Hyperspectral (HS) imaging is an attractive molecular characterization tool in cultural heritage because it is non-invasive and non-contact, operates at low light levels suitable for artwork, and is easy to implement directly in a museum laboratory. We are interested in expanding our research toolkit by constructing low-cost, multimodal HS microscopy instruments, which combine the spatial advantages of microscopes with an improved spectral resolution.  These different configurations allow us to expand the limits of HS imaging and obtain new information about material morphology and spectral characteristics. 

Engineering the Light Path

Improved spectral resolution for our instruments is obtained through our engineered light path, by using a monochromator to select illumination wavelengths in smaller steps than currently attainable with commercial HS cameras. This allows us to resolve smaller spectral features and improves our ability to characterize materials. The high spatial resolution of the microscope component offers advantages for characterizing materials that are heterogeneous over small length scales.

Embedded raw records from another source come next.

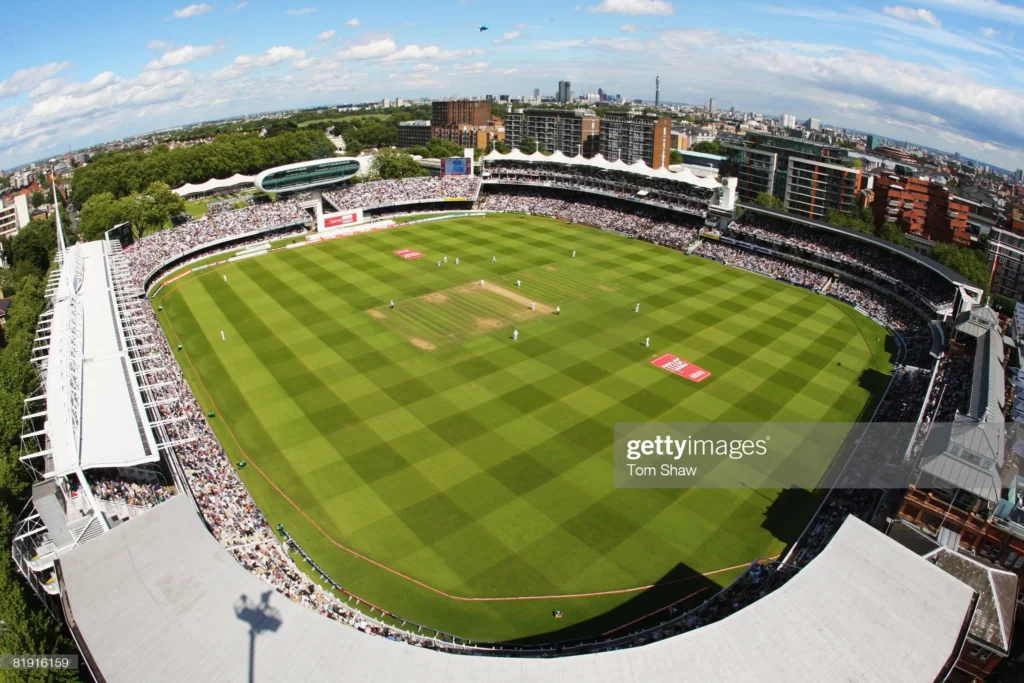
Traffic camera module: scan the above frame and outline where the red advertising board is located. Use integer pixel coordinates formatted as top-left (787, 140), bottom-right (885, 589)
top-left (324, 212), bottom-right (359, 229)
top-left (650, 353), bottom-right (711, 382)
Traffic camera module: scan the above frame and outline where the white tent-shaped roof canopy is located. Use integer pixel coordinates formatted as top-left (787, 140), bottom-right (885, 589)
top-left (483, 148), bottom-right (722, 189)
top-left (171, 173), bottom-right (256, 197)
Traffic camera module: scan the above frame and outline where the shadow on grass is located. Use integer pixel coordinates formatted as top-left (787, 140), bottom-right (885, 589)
top-left (507, 564), bottom-right (721, 649)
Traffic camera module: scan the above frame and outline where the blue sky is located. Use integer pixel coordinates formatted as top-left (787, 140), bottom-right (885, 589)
top-left (0, 0), bottom-right (1024, 169)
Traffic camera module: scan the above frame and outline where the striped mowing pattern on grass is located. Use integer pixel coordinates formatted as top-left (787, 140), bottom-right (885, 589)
top-left (155, 216), bottom-right (890, 640)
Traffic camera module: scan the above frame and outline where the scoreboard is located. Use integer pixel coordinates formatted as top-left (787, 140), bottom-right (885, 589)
top-left (441, 157), bottom-right (473, 175)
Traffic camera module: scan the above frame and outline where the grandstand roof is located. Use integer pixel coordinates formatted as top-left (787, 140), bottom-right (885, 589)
top-left (741, 204), bottom-right (975, 287)
top-left (58, 496), bottom-right (975, 683)
top-left (171, 173), bottom-right (256, 197)
top-left (46, 241), bottom-right (160, 476)
top-left (483, 148), bottom-right (722, 189)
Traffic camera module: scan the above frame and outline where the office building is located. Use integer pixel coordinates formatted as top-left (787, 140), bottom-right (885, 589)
top-left (0, 195), bottom-right (29, 238)
top-left (871, 174), bottom-right (971, 246)
top-left (505, 110), bottom-right (601, 158)
top-left (600, 114), bottom-right (672, 168)
top-left (430, 99), bottom-right (490, 126)
top-left (397, 121), bottom-right (431, 150)
top-left (555, 81), bottom-right (572, 103)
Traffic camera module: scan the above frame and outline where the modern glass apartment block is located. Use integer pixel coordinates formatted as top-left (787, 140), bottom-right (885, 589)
top-left (722, 132), bottom-right (860, 211)
top-left (505, 110), bottom-right (600, 158)
top-left (255, 159), bottom-right (359, 193)
top-left (783, 157), bottom-right (861, 219)
top-left (722, 142), bottom-right (778, 201)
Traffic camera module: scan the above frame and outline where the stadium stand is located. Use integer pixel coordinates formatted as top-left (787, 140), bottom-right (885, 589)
top-left (14, 172), bottom-right (1007, 680)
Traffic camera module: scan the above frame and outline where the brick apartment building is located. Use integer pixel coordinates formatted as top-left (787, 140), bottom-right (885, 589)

Dark Field Hyperspectral Microscopy

Our flexible setup accommodates both darkfield and brightfield epi-illumination and allows for varying illumination and collection geometries. We are currently developing a darkfield Fourier Ptychographic super-resolution technique which collects images from multiple wide angles so as to avoid oversaturation from spectral reflections.  

"Lab-on-a-Chip" Lens-less Imaging

In tandem with hyperspectral microscopy, we are developing a lensless imaging system that exploits low cost, user friendly CMOS sensors to image pigment particles placed directly on top. The images  show diffraction rings around the pigment grains (see above) which contains information about the 3D morphology, or shape, of the pigment particles.  Using computational algorithms we can reconstruct a hologram of the pigment particles as well as extract characteristic molecular information such as the absorbance spectrum.